Ludwig dropped the spear and stood in silence for a moment, all around men and women of many nations looked at one another, blood drenched in their battered clothing, all seemed tired and close to being beaten themselves. From a battlement above, a horn of Middenheim rang out and within a heartbeat the cheer rang across the entire battleline. The battle for Middenheim was over and Chaos had been defeated.

Ludwig fell to his knees and clenched his fists together, the roar of celebratiion around him blanked out by his thumping heart. Unable to speak, unable to move, Ludwig just managed a silent prayer to Sigmar and thanked Morr that he was still alive.


----------



## Hespithe (Dec 26, 2006)

It needs a bit of a spell check..... 10 errors, not to include the differences between British and American English (which I happen to like). It is only 1446 words long, so it is well within the guidelines. Just a spell-check and you're golden!

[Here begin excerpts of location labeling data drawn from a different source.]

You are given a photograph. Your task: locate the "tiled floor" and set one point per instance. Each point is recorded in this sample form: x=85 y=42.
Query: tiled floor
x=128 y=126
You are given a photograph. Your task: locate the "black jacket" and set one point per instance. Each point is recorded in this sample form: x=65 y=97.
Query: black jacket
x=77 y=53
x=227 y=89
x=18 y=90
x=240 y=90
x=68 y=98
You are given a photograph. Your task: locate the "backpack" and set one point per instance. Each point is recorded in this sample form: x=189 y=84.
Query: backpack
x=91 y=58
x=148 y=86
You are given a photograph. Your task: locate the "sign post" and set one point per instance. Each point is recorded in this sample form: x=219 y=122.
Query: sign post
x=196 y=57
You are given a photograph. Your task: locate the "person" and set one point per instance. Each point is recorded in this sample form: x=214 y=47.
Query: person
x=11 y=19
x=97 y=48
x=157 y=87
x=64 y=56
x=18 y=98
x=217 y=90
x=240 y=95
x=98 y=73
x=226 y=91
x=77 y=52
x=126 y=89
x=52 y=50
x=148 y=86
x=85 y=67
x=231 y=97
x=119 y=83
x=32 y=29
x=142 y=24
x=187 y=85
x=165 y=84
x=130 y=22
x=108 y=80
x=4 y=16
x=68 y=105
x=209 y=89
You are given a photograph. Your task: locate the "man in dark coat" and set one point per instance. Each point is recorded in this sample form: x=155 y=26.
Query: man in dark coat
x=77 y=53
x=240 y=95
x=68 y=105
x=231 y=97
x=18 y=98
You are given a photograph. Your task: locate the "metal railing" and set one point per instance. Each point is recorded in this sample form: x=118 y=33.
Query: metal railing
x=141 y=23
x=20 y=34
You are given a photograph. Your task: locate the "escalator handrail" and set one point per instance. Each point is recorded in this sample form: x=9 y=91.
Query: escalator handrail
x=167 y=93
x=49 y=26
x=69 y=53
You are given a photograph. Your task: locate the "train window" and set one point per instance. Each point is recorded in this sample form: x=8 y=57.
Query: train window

Oh, btw for all of you who may be wondering.... I would do the spell-check myself, but I do not have the authority to edit posts in this forum. Cheers.


----------



## Druchii in Space (Apr 7, 2008)

Oh okay, I'll have a look, if its one entry I prefer the one I'm tidying up, but If I can do more than one (will check in a sec I'd enter this too.) As to spelling errors, cheers I'll get that sorted, tbh I took this from an old file on my USB and just copied and pasted it, didn't consider a spell check. Also I write free form so I tend to miss errors quite often, should check more. I also have a nagging doubt I might be dislexic, due to my problems spelling words, mis using words (I have the right one in my head but I type in the wrong one) and pronounciation probs when I'm talking sometimes.. but I've never looked into it. Love writing though, so I don't let it get me down.


----------



## Hespithe (Dec 26, 2006)

Please feel free to post one for Fantasy and one for 40K.


----------